いらかとは、瓦のことです。今でも屋根が瓦でできている家がありますが、あれが波のように見え、また上を見上げるとそこでもまた雲が波を成している、ということですね。「いらかの波」、言われてみれば確かに波に見えますが、日頃からよく周りを眺め、いろんなことを考えている人でないと普通はそんなことには気づけないと思います。よっぽど感性豊かな人なんでしょうね。この作詞者が不明なのを非常に残念に思います。こういう素敵な作品があったらもっと知りたいなあと思いました。詩の本も何冊か買ったり借りたりしていま、読んでいます。

感性は、何も芸術だけにとどまらず、学問の研究の世界でも活きてくると思いますね。
例を挙げると、ついこの間微生物に関する本を買ったんです。

www.amazon.co.jp

曰く、そこらへんの土をスプーンで一杯すくうと、その中には微生物が50億〜100億ほどいるらしいんです。

僕は、まあそれくらいかなあ、と流してしまったんですが、筆者は「このスプーン一杯の土の中に、地球のような世界が広がっている!」と言うんですね。現在の世界の人口が70億ですからそれと同じくらいですし、微生物と一口に言ってもその種類は数え切れないほどあるわけで、それだけの数がいたらその環境を維持するために色々な工夫や相互作用があるはずだと。

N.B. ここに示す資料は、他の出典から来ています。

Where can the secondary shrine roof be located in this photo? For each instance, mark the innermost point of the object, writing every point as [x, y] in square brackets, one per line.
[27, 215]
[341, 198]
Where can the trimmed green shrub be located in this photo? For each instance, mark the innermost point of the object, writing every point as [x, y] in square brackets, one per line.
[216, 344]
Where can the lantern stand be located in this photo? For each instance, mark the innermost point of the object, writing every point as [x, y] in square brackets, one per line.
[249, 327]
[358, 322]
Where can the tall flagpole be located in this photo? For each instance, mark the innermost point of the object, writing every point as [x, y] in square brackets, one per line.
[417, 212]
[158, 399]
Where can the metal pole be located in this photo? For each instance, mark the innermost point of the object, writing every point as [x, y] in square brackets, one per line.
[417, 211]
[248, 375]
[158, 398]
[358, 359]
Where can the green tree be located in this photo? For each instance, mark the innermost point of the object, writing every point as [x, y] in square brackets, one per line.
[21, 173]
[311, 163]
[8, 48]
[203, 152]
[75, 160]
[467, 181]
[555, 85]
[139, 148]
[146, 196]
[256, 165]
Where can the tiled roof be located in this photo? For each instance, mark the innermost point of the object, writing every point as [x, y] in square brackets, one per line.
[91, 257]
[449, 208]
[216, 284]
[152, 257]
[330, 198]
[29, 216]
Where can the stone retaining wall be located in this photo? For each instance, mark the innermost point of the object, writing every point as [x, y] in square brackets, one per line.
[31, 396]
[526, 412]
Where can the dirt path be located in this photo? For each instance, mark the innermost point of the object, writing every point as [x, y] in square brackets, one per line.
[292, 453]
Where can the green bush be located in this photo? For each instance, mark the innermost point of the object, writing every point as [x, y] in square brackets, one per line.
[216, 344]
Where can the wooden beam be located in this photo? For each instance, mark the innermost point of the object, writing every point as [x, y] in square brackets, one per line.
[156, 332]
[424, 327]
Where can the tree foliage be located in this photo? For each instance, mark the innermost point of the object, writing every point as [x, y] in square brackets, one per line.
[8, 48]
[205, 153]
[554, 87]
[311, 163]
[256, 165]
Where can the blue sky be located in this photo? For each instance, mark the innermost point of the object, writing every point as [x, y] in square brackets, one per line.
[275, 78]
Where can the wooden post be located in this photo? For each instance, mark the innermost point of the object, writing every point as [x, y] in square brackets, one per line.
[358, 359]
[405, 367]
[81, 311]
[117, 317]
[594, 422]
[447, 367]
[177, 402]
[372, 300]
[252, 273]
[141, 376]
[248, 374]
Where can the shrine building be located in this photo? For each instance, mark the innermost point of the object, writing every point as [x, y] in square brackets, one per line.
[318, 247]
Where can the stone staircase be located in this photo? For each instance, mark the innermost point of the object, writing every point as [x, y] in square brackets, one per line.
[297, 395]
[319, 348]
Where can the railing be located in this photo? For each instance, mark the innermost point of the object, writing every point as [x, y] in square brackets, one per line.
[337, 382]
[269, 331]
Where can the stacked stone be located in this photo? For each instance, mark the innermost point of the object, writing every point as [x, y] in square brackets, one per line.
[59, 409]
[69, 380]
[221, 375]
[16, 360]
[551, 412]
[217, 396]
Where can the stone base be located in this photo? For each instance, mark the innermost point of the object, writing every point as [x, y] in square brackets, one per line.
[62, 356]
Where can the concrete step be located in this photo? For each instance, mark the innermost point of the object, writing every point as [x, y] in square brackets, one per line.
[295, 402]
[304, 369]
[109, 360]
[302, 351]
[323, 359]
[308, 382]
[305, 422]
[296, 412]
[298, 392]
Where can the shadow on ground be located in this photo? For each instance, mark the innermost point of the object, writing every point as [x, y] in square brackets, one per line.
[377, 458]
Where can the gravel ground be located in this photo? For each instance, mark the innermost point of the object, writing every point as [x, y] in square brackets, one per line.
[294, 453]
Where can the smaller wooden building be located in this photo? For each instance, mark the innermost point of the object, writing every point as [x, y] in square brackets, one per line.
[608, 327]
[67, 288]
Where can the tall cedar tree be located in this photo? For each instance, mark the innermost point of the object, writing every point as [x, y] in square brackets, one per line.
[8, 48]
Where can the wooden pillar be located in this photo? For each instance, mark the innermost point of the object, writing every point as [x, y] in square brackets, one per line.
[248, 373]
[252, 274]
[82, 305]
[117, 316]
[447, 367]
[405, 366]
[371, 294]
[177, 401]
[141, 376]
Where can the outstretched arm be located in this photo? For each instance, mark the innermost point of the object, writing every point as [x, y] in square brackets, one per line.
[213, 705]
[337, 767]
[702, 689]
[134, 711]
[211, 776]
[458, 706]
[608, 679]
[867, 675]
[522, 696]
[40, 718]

こういう捉え方もあるんだと思うと、とても面白く感じてきませんか?僕はすごく興味が湧きました。

こういうことに気づけることが、感性なんじゃないかなと思います。当たり前のことに対して、どれだけ豊かな捉え方ができるか。知識があれば良いというものでもないですよね。感性を磨きたいなぁって思いました。